Sunday, July 6, 2008

Day 21 - Battle of the Little Big Horn

I am writing this as we head across Kansas on Day 22, so I will update the site with pictures tonight.

Anyway, we had a comfortable night in Billings and got up in the morning to head south towards Colorado, with a short sidetrip to the Battle of the Little Big Horn Memorial. It is a part of the National Park Service, so in we went on Jimmy's Golden Age Passport. I don't know how much he spent on that pass when he and Garrie made one of their trips to Virginia, but I suspect it paid for itself many times over on this trip. The only national park where we had to pay any entrance fee was the one in Alberta, Canada. I guess it makes sense that they would not honor a US National Park Service pass.

Anyway, the Little Big Horn Memorial is just off interstate 94 in Montana. We had missed it on the way out because the highway we had planned to take was under construction and we had to take a detour that caused us to enter Billings 40 miles north of the site. I guess I didn't really kmow what to expect - not being a really big history buff. But, we parked the RV and cranked the generator for the kitties and off we went.

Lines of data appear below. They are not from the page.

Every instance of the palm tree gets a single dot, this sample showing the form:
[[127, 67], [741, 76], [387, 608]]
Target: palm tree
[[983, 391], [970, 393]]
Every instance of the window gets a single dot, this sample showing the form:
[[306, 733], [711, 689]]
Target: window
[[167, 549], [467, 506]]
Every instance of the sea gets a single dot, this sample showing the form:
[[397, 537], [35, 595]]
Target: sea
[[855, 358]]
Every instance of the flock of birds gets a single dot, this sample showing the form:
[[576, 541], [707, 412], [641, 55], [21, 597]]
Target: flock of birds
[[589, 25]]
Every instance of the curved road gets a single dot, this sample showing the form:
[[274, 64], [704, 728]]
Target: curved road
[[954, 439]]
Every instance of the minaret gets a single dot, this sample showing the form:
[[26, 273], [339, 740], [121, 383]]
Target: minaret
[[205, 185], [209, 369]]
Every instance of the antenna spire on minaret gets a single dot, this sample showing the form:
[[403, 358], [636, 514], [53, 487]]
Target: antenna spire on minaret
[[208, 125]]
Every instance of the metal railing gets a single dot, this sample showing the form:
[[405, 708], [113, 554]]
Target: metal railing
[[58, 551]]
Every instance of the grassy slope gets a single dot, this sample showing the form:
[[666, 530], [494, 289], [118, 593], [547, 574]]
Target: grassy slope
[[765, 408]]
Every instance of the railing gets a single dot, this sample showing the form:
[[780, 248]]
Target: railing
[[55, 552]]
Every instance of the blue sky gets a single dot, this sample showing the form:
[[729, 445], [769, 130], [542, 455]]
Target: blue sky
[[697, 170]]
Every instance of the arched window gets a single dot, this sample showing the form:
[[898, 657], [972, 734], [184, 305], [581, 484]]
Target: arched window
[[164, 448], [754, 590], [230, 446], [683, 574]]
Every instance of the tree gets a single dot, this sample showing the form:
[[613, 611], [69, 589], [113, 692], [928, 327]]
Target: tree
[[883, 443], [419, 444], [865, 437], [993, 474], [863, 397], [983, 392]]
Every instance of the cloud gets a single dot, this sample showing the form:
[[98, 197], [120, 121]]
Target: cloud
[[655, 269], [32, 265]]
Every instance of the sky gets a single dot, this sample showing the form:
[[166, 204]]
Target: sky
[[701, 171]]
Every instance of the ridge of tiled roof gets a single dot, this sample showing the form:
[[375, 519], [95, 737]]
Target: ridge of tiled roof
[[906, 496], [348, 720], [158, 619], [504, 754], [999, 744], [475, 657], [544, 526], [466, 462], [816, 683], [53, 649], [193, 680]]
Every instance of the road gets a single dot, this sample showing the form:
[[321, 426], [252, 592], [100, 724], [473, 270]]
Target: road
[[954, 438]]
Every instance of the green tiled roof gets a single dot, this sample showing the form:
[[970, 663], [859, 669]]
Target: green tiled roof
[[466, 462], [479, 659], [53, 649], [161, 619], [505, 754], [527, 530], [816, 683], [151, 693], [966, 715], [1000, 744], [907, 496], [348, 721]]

The site is a national cemetery. I believe the ranger told us that the cemetery had been closed 12 or 15 years. Basically, that means that it had reached capacity with veterans who wished to be interred there. We pulled up to the visitor center just as they were starting a 17 minute video to give the history of the battle. Quite frankly, I didn't follow it really well, but Jimmy said it was very well done. I did get the point that Custer was outmanned, outmaneuvered, and just plain out old fashioned beaten at the Battle of the Little Big Horn.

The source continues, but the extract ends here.